The relationship between photography and museums is a vexed one. From the camera-happy tourist snapping away at every object on display, to issues of copyright, photography provokes questions about the very nature of the museum and its cultural purpose.
Photography – the act of capturing, reproducing and often manipulating an image – is about ownership and record-making; which is why a camera in the wrong place at the wrong time can be such a provocative instrument. In a museum context, this is most obvious when observing visitors wielding cameras and smart-phones in front of art objects. It’s both endearing and frustrating to see the enthusiasm with which some people frantically click-click-click: endearing, because their excitement at being in the space and surrounded by the collection is palpable; and frustrating because the presence of the camera can negatively mediate the experience of the museum.

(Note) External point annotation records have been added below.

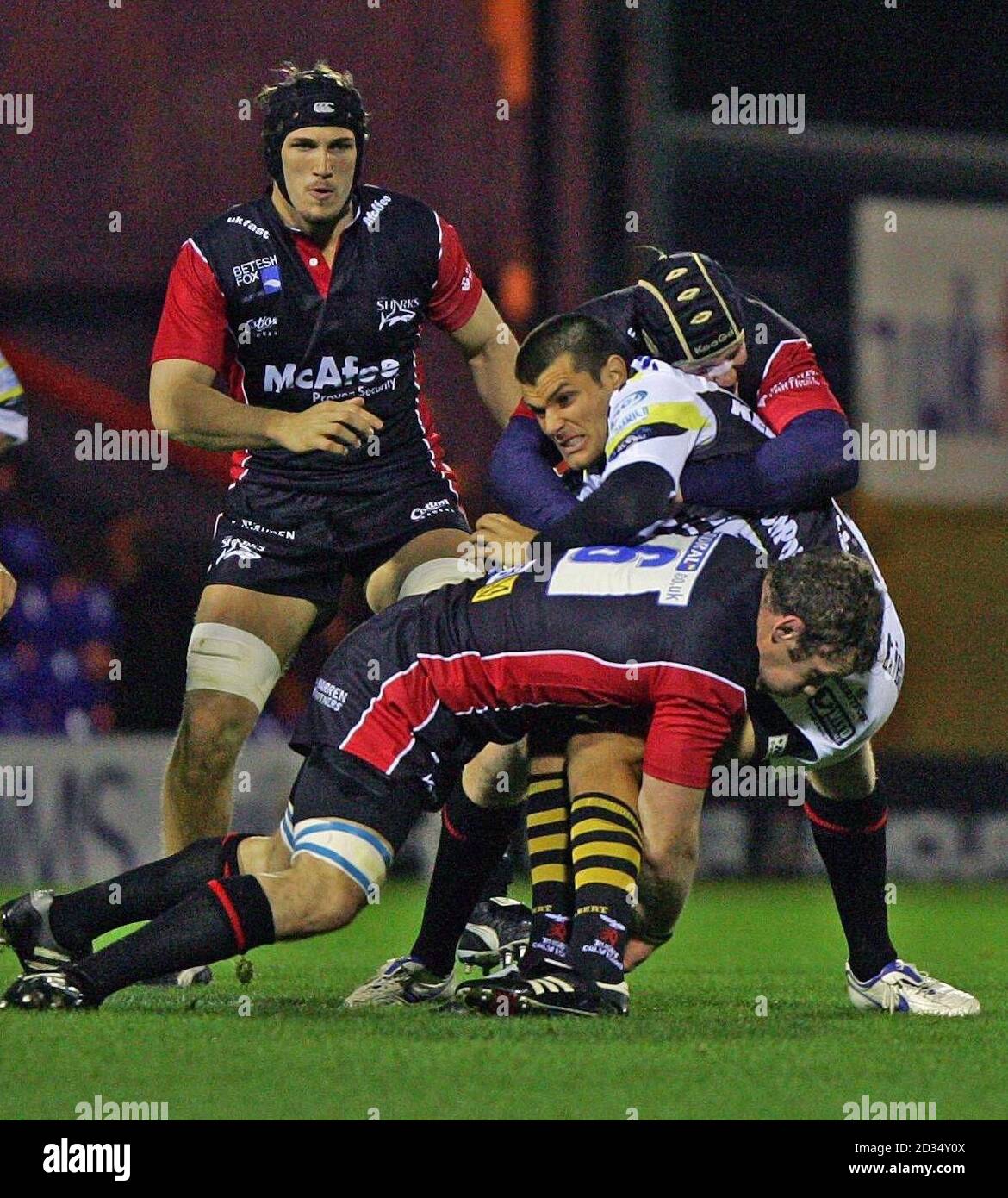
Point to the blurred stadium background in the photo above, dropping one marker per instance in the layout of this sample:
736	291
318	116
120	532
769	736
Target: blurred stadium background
559	137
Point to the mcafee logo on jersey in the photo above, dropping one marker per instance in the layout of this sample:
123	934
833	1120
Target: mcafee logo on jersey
396	312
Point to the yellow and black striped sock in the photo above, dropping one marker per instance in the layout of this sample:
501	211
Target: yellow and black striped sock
606	857
549	852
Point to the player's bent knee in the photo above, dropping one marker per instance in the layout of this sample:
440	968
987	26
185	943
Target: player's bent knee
320	897
264	854
214	728
338	866
439	571
672	848
497	776
231	661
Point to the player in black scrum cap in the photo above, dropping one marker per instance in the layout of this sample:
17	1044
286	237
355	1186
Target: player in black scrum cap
688	312
309	302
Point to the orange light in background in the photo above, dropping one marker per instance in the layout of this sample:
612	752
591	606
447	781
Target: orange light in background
516	291
507	31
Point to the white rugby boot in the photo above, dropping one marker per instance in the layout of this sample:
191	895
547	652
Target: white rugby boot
902	989
401	982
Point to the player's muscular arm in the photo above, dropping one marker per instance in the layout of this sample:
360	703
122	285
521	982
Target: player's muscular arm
805	465
492	350
522	473
190	409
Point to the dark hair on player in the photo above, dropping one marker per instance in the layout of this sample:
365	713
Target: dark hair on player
588	340
835	596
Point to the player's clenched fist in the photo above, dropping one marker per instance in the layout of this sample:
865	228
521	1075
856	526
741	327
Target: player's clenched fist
503	541
333	427
8	590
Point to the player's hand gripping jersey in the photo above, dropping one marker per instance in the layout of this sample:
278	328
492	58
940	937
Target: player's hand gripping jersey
663	416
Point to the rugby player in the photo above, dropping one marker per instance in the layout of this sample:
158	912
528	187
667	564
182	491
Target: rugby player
13	432
460	667
9	589
309	301
688	312
829	731
13	420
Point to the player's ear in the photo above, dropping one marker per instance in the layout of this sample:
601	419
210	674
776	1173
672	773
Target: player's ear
788	630
614	371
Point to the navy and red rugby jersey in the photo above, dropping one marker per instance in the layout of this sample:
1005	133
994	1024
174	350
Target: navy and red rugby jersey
667	626
257	301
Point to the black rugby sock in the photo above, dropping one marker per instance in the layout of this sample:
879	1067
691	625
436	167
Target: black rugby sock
501	878
851	840
212	922
472	844
143	893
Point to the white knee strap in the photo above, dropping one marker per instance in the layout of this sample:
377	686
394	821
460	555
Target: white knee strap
224	658
439	571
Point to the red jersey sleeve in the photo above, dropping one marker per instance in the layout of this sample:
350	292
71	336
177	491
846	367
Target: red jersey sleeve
457	289
692	721
793	384
194	319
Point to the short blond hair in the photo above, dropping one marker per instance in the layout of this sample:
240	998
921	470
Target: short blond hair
291	73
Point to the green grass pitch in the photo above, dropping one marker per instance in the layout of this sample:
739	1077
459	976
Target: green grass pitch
694	1046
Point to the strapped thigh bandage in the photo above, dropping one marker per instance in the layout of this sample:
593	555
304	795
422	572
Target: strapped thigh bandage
439	571
224	658
362	853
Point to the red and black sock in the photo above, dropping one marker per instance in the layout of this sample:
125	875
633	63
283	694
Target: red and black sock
143	893
472	844
217	920
851	840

In the museum, the camera replaces the act of close looking, and acts as a substitute for contemplation. Museums and art galleries are full of people rushing from one famous work to the next, taking selfies next to busts and waving their cameras in the air to get a shot of the Mona Lisa (which inevitably includes another 20 cameras lifted up for the same purpose).

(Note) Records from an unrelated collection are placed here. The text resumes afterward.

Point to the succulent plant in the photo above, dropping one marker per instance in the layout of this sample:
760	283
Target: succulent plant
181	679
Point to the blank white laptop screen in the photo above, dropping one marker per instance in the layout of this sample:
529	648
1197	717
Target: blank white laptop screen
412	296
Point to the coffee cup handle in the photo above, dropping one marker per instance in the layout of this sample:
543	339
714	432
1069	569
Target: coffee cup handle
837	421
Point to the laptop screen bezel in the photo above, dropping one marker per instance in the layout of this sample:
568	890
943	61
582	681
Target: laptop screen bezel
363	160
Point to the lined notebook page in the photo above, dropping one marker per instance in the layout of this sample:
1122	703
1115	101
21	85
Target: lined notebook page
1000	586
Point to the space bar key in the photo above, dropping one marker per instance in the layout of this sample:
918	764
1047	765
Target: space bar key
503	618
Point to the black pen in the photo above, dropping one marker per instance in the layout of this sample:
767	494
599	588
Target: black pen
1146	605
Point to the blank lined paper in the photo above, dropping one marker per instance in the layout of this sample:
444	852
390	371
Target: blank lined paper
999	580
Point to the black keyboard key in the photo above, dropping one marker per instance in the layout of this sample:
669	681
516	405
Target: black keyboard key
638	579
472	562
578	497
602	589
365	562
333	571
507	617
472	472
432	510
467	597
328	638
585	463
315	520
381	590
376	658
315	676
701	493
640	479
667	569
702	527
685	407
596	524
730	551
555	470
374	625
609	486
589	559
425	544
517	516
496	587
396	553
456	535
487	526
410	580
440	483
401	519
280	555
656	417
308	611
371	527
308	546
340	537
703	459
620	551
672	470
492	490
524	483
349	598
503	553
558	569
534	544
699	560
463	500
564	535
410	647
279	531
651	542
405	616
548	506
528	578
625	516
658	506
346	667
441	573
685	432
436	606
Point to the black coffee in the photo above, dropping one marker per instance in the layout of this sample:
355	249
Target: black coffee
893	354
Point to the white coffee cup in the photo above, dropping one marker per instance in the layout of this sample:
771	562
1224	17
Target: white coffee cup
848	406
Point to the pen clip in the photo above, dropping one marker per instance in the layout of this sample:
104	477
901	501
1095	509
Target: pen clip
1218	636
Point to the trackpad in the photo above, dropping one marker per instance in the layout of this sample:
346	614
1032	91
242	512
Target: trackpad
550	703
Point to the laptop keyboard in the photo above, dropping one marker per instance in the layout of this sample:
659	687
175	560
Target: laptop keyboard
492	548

Of course, there are high-quality reproductions of artworks available, but that’s to miss the point of this photographic compulsion. It’s not about being able to admire a painting in close detail after the visit is over; it’s about proving that you were there, and ticking off something on your cultural shopping list. It’s about acquisition and consumption.

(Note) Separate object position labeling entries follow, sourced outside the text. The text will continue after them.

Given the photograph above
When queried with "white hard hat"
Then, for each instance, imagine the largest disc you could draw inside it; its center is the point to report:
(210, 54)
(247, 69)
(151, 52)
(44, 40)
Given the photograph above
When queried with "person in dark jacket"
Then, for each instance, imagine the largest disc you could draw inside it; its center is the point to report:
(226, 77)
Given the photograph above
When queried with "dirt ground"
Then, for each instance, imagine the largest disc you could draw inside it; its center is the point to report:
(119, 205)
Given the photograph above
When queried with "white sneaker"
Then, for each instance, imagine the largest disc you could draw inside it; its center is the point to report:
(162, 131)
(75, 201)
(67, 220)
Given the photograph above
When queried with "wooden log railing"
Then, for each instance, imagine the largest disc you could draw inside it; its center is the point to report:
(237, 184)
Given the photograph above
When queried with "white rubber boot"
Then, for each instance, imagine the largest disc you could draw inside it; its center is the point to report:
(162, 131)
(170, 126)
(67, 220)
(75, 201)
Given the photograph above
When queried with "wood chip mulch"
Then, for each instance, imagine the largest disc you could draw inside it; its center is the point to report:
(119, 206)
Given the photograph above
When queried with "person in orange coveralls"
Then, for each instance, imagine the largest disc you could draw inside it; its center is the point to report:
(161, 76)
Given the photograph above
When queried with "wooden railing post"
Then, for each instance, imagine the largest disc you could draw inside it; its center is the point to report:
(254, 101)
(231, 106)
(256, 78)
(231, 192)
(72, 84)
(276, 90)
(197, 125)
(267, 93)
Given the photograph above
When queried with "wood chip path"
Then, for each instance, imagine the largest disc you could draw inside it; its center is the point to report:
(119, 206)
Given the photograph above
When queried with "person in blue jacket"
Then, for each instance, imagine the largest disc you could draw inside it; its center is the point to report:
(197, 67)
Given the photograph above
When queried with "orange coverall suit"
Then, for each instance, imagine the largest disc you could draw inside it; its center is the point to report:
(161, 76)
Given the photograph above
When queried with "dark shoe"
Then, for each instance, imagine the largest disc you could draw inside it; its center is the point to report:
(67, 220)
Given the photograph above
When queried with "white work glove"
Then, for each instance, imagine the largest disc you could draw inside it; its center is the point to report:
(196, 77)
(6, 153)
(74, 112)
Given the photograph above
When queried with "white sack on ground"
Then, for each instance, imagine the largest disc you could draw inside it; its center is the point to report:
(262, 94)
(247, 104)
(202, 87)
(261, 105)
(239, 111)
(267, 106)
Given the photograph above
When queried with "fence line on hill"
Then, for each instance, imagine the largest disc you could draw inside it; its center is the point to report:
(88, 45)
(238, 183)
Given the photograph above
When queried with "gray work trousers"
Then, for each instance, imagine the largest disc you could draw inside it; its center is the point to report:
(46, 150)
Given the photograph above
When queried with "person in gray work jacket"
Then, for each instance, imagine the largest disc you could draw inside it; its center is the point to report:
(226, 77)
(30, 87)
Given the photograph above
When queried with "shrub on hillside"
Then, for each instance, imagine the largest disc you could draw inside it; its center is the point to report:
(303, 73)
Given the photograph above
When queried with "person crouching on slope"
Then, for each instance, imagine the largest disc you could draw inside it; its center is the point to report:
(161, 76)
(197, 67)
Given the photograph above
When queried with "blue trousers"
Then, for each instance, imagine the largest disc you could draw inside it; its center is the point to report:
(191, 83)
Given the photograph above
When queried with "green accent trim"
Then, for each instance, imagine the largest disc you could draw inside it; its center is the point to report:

Is this a reason to discourage, or even ban, photography in museums? Do curators have the ethical or intellectual right to intervene that drastically in visitors’ experience (assuming there are no additional conservation or security issues)? I think the answer must be no, tempting as it is to argue otherwise. It’s hard to resolve the question of who ‘owns’ an image – the creator, or the subject? It’s certainly true that the cost of image reproduction in museums can be prohibitively high; though some institutions, such as the Rijksmuseum, are moving away from the commercial model. The museum is a public institution, and its collections must be disseminated and enjoyed as widely as possible – even if that does mean putting up with the camera crowds.